Issue 1 : The database may be configured to store data in a given encoding, but that generally doesn’t stop users putting data in an inappropriate encoding.

Issue 2 : Retrieving the data may cause a loss of encoding that needs to be put back. Which is what we are doing with the DefineEncoding and ConvertEncoding.

Put a breakpoint on the “values(2) = row.Column(“City”).StringValue” line. You can do that by clicking on the - at the start of the line. It should change to a red tag.

Now run you program. When it gets to that line it should stop and show the debugger. Down at the bottom right is a Variables panel.

values() should be in that list

Click the String(2) part and it will open up like this:

Click the magnifying glass at the end of the name column.

Here you will see your string, what encoding it is in and have the ability to View as different encodings. This will help you work out what encoding the string is in currently. Choose ones to see which displays correctly.

Once you have worked that out, you can use it in the DefineEncoding.

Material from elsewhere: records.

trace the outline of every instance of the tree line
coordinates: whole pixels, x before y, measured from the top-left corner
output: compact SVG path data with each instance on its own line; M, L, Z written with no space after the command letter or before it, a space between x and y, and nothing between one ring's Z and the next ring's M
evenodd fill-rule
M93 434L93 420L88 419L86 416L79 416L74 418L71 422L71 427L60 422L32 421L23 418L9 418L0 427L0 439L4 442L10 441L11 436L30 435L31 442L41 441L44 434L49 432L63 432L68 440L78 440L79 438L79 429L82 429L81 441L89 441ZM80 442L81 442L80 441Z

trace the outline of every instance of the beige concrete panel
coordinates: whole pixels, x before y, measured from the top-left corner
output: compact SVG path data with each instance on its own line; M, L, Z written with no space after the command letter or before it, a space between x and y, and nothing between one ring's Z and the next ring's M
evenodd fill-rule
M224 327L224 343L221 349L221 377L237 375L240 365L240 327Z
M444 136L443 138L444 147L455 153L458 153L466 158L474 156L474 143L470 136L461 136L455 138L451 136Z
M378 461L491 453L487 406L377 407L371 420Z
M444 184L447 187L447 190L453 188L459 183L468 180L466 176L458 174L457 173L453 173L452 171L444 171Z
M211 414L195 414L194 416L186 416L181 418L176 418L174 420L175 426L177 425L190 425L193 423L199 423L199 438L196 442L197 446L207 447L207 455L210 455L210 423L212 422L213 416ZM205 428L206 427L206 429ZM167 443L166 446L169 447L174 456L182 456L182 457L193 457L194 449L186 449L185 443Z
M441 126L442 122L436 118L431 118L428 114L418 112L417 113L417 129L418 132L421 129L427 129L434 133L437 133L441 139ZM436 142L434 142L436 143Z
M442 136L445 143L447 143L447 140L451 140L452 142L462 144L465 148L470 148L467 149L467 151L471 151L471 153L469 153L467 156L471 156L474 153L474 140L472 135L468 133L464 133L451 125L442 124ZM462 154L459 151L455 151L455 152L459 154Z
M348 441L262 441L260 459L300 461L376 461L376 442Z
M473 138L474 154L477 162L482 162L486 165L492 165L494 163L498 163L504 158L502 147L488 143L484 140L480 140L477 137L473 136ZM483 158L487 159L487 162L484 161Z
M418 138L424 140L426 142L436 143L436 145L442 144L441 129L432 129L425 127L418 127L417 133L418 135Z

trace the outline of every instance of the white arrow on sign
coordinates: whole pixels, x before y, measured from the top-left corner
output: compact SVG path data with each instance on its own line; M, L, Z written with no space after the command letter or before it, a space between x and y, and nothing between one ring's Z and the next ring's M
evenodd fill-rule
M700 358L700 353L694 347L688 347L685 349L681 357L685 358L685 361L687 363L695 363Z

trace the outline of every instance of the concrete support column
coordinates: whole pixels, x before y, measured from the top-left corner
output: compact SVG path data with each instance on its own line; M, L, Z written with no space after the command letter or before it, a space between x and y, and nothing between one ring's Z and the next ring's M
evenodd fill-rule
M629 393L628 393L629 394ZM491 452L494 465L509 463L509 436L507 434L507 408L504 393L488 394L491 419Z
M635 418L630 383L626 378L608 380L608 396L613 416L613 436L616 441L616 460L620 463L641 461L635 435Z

I would stick to UTF8 for display purposes.

Try CP850 or windows-1252.

If your column is defined as VarChar then the encoding will be WindowsANSI and you can use the method shared at https://forum.xojo.com/t/mssqlstringvalue-extension-method/68251.

If the column is defined as nVarChar then the encoding could be anything but most likely UTF8 - the n is for national.

This is what I needed! Thank you all!
This is what eventually worked:

values(1) = values(1).DefineEncoding( Encodings.WindowsANSI ).ConvertEncoding( Encodings.UTF8 )

And thanks for the suggestion to wrap it in a function.